Farther up on the ridge, a group of men are sitting beneath a tree eating lunch. They have introduced miniature folding chairs, beef jerky and tangerines, which they provide all-around. Lee Jun-gyu, a video clip editor, aims to climb as a lot of peaks as possible in the Paektu mountain array that runs by the Koreas like a backbone. “Hiking the array is certain up with my hopes for reunification,” he says.
As the afternoon wears on and the wind picks up, it results in being crystal clear that the approach to get to the peak was certainly overambitious for quite a few of Mr Park’s passengers. Possessing turned all around at numerous points together the ridge, they trickle back again down the mountain in the waning gentle. Your correspondent phone calls time on her ascent at a jagged rock about halfway to the peak (she afterwards returned to conquer it). She catches a glimpse of the sea, the dome of an observatory and what glimpse like radio towers—a reminder of the other Korea just a number of miles to the north. On the way down, the sweeping sights are obscured by fog. She stumbles down the last established of stairs to the vehicle park as darkness falls.

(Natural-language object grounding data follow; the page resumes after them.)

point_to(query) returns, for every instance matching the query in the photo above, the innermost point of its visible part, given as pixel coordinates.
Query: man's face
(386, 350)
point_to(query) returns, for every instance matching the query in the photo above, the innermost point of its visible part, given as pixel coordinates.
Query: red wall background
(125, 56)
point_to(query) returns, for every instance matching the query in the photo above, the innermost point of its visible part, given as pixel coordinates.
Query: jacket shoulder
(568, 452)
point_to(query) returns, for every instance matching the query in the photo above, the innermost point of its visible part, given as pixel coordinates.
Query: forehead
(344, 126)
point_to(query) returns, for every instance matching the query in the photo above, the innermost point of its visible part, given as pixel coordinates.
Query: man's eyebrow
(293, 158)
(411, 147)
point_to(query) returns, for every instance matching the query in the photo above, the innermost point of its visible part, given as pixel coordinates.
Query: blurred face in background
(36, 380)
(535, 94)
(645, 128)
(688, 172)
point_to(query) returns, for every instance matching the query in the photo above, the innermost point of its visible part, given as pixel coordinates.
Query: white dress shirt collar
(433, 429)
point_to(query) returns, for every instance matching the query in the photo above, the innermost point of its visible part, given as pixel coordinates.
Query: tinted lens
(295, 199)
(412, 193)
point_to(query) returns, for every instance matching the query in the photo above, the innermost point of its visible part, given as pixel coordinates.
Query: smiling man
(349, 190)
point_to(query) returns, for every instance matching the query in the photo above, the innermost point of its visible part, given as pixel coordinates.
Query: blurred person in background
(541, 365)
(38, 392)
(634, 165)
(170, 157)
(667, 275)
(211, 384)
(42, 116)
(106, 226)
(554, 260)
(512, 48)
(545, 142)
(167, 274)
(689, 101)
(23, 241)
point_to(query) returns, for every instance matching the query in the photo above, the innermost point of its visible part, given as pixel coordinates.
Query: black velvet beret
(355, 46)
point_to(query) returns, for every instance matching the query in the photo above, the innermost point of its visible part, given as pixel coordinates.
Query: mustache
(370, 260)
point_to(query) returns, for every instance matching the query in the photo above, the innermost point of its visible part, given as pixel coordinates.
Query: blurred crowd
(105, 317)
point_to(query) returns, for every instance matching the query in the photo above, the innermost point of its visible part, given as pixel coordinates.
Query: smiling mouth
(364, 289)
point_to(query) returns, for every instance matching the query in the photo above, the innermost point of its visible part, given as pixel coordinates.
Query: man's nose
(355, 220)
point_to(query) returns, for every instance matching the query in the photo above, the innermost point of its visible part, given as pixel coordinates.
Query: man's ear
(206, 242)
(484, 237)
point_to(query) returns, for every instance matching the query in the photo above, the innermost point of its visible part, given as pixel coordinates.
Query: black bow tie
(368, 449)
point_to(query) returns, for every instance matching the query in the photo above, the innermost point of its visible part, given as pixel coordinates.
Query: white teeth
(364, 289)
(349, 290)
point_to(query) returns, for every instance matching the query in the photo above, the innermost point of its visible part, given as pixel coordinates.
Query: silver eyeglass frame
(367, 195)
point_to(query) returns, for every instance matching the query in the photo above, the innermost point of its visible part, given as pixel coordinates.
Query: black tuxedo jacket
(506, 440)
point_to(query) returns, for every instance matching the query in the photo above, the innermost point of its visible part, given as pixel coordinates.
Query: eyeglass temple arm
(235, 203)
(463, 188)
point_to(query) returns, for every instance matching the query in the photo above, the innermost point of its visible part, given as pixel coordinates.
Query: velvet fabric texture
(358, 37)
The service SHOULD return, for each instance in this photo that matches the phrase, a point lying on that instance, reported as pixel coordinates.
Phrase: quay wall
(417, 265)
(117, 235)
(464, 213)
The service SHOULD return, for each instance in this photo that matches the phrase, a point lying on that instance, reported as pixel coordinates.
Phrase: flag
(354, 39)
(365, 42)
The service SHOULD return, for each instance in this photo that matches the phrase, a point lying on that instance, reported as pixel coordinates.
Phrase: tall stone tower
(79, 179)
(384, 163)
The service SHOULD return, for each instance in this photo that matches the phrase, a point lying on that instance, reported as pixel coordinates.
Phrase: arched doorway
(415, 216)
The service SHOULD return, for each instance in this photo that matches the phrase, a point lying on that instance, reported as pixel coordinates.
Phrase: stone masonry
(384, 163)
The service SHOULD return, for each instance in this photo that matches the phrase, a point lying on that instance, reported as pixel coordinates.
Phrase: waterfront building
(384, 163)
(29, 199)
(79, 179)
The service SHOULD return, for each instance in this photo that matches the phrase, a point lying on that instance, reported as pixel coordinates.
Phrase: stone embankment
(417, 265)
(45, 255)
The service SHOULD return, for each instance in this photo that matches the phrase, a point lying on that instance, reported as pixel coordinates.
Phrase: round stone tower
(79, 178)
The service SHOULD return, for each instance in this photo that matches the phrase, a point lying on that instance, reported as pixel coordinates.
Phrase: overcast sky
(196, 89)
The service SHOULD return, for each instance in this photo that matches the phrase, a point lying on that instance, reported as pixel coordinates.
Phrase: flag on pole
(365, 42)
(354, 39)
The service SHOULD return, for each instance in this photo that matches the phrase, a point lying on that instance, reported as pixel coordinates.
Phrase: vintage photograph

A extensive, chilly hour later, Mr Park’s bus appears, carrying the hardy souls who managed to rush all the way to the leading of the mountain. On the way back to Seoul the temper is jolly, assisted together by swigs of makgeolli, a local rice wine that some hikers are sipping surreptitiously. When a suspicious whiff of orange peel starts to mingle with the odor of sweaty boots, Ms Kim intervenes: “Stop eating, and set your masks back again on.”
A typical working day on a South Korean mountain finishes substantially like a standard day at a South Korean office environment: with a bleary-eyed late-evening subway trip. But Ms Go is right: the head feels obvious, and the heart remarkably open. ■
This write-up appeared in the Christmas Specials area of the print version under the headline “Race to the top”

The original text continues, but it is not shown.